C’était la douche écossaise pour Rached Ghannouchi et ses poulains et ce n’était pas la dernière. Le récent communiqué des pays de la G7 exprimé par leurs ambassadeurs en Tunisie n’a pas fait mieux pour Ennahdha puisqu’il évoque la nécessité de retour d’activité d’un parlement, ce qui veut dire qu’ils ne tiennent pas particulièrement à celui qui vient d’être gelé. Ce communiqué n’a également exprimé aucun soutien particulier aux islamistes qui cherchaient à exercer une forte pression sur Saïed qui demeure, en fin de compte, l’homme de la situation et qui prendra en considération, pas plus, les suggestions américaines.

Or, les islamistes n’ont pas encore jeté leurs armes et ils viennent de changer de direction dans leur guerre contre Kaïs Saïed. Rached Ghannouchi, dans un ultime sursaut, a profité de la tenue, à Vienne, du congrès des présidents des parlements pour lancer sa nouvelle offensive. Et comme il ne peut pas quitter le pays, il a chargé deux de ses fidèles soldats pour le représenter et surtout pour informer les parlementaires européens de tout ce qui se passe actuellement en Tunisie, selon la version d’Ennahdha, bien entendu.

Khlifi se déchaîne !

Les deux larrons, choisis selon les circonstances car ils se trouvent déjà sur le sol européen, ont bien été présents à ce rendez-vous autrichien et c’est Oussama Khlifi qui s’est chargé de la mission. Dans son discours, au nom du président gelé du parlement tunisien, le numéro deux du parti Qalb Tounès qui a menti en déclarant être en contact avec Nabil Karoui en Tunisie alors que ce dernier se trouvait caché dans un appartement à Tbessa en Algérie, a évoqué une violation du principe de la démocratie parlementaire, affirmant que la Tunisie vit au rythme d’une déviation politique et constitutionnelle dangereuse qui a entravé le bon déroulement du travail du parlement. Sue sa lancée de parfait traitre attitré, il a demandé aux parlements européens de mettre le paquet pour imposer une intervention en Tunisie, là où les députés sont confrontés au gel de leurs activités, à l’interdiction de voyage, aux assignations à résidence et même aux procès devant les tribunaux militaires.

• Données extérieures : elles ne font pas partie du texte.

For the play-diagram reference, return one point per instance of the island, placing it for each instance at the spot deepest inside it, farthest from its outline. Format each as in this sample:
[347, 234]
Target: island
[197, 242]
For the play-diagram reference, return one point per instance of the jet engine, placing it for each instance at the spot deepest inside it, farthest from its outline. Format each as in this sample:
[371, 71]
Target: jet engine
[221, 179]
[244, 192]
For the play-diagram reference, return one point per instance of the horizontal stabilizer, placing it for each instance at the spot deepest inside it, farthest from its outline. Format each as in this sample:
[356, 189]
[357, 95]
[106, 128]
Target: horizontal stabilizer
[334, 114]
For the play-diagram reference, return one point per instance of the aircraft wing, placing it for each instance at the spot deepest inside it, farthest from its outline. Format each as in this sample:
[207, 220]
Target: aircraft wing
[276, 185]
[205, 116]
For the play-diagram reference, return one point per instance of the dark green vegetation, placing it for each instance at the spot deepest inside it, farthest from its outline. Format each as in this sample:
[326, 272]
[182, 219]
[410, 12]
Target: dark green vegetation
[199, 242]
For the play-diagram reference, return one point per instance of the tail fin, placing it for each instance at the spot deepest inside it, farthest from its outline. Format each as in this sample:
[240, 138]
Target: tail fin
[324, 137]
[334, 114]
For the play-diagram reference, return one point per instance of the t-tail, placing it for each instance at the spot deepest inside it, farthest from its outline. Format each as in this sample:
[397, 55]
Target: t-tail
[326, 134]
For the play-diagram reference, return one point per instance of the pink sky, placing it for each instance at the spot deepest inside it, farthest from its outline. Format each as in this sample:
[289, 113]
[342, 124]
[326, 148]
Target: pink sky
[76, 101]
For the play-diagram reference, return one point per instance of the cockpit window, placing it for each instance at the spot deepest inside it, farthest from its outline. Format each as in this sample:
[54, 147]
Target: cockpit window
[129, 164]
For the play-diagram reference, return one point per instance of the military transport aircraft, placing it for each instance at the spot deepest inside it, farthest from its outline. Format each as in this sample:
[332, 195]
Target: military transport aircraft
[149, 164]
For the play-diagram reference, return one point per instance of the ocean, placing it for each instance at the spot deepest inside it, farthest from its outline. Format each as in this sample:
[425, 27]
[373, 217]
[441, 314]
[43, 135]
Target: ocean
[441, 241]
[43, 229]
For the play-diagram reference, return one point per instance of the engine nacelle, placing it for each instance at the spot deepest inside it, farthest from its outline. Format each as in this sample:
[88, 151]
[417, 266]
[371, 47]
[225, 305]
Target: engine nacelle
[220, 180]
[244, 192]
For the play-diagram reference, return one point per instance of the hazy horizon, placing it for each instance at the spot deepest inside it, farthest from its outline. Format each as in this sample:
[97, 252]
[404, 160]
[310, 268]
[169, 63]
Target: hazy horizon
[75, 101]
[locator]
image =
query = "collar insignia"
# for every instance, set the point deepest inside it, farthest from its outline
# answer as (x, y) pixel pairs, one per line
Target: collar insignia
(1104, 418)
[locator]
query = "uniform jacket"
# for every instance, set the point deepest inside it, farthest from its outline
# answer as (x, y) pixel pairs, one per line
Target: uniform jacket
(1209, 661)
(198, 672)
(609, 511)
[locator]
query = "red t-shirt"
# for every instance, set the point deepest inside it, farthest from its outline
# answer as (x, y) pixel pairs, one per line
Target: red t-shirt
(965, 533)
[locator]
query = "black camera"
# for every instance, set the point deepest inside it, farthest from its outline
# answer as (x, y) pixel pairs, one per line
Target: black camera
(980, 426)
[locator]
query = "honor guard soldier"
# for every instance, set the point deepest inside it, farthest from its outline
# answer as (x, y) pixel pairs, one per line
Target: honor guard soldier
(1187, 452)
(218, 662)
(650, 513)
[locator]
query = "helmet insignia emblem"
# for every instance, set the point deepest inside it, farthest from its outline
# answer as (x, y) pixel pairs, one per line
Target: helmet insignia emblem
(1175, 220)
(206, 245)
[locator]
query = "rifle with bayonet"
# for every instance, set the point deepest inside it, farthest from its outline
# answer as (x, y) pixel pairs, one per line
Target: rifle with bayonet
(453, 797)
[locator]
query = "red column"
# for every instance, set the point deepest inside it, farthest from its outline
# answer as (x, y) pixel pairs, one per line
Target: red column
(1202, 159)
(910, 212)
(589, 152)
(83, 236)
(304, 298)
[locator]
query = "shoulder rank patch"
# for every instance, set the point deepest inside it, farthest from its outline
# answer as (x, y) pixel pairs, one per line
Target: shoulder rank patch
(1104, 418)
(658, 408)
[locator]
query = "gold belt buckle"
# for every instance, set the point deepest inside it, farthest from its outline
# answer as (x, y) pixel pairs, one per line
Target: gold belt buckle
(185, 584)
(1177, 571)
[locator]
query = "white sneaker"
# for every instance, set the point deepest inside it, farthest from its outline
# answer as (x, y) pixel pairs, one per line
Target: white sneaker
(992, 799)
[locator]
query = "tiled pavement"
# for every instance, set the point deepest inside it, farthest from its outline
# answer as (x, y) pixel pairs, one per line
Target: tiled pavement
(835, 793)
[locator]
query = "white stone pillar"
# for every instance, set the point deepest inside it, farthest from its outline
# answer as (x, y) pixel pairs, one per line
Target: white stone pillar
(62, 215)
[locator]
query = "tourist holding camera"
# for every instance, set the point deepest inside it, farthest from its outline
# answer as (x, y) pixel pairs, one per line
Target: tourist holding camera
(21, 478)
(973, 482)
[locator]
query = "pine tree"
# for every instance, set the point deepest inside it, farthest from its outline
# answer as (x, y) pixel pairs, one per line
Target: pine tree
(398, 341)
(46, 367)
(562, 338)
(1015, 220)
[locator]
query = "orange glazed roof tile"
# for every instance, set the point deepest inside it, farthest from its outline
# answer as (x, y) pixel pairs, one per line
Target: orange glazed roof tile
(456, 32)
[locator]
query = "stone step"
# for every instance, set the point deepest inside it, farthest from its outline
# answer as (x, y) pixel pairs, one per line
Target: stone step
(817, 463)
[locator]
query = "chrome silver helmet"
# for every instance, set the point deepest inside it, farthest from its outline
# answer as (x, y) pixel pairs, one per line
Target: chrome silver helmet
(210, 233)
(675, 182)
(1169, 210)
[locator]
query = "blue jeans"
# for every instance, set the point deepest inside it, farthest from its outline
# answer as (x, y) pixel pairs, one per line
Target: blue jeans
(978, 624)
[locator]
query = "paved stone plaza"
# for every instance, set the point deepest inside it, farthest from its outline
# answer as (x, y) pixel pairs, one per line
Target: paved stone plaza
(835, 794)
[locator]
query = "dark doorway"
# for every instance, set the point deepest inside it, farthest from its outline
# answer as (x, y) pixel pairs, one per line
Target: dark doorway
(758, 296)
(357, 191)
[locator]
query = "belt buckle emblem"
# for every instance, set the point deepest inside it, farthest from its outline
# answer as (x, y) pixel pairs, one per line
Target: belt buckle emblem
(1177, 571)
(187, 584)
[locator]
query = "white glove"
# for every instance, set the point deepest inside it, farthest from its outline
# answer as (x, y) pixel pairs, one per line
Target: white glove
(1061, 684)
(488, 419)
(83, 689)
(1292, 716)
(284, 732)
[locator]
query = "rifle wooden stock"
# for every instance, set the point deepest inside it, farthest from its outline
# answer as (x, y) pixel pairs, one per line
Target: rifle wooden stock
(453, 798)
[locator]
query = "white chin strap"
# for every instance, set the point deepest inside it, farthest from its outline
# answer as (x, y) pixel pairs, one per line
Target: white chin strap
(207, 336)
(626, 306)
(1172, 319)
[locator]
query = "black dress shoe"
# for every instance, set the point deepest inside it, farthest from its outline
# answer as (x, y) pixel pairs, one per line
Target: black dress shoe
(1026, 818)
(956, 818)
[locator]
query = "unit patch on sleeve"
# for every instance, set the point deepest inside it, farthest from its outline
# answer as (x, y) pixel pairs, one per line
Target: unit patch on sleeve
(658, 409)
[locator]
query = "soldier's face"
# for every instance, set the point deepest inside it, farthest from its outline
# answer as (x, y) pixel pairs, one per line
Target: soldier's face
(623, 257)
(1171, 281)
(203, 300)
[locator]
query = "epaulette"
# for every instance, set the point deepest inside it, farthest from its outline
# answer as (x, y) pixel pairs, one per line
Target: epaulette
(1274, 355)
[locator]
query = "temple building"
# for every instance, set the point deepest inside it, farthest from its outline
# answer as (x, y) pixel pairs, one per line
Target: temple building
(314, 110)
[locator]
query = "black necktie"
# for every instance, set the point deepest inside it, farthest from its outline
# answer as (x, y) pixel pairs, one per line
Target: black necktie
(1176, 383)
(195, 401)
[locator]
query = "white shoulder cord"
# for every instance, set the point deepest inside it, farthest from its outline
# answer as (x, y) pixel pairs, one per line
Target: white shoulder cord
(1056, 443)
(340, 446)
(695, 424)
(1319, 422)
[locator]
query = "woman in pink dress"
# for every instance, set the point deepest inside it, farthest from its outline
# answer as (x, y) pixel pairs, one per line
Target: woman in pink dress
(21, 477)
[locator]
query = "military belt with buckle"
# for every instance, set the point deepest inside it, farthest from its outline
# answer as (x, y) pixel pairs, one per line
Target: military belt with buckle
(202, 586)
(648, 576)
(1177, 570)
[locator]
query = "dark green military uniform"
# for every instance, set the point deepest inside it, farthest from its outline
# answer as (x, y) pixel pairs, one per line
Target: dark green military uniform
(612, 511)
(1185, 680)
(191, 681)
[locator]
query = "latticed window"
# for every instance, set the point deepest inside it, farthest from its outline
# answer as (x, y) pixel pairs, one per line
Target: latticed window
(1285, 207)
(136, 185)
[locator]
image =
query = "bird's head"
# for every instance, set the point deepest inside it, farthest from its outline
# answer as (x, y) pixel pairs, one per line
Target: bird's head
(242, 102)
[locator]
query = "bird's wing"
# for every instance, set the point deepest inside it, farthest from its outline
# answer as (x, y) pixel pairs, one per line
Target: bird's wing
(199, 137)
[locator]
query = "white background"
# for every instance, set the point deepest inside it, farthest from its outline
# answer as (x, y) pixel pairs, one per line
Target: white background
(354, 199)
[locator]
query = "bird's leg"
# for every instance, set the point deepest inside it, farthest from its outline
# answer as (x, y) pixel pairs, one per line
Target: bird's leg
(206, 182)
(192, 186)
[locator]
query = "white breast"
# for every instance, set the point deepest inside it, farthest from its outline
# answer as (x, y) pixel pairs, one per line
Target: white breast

Eh oui, Khlifi n’a rien laissé au hasard pour décrire la « catastrophe » du 25 juillet 2021 qui nécessite une intervention européenne dans son pays, là où il a pleinement profité de son statut de député pour se mêler à ses compères corrompus dans un exercice qu’il a vite fait de maîtriser, d’autant plus qu’il a longuement côtoyé un certain… Nabil Karoui.

Traiter avec le diable

C’est dire que les deux envoyés très spéciaux du cheikh ont parfaitement accompli leur mission en attaquant leur pays et leur président de la République et surtout en sollicitant l’aide de forces étrangères pour reprendre le pouvoir.

Dès lors, une prochaine visite d’une délégation de parlementaires européens en Tunisie ne va pas nous surprendre. Ennahdha est prête à traiter avec le diable pour rester en vie, demeurer au pouvoir et éviter de rendre des comptes lorsque des dossiers compromettants et très brûlants vont être ouverts.

La fuite en avant des islamistes continue, mais l’impasse n’est plus lointaine.

K.Z.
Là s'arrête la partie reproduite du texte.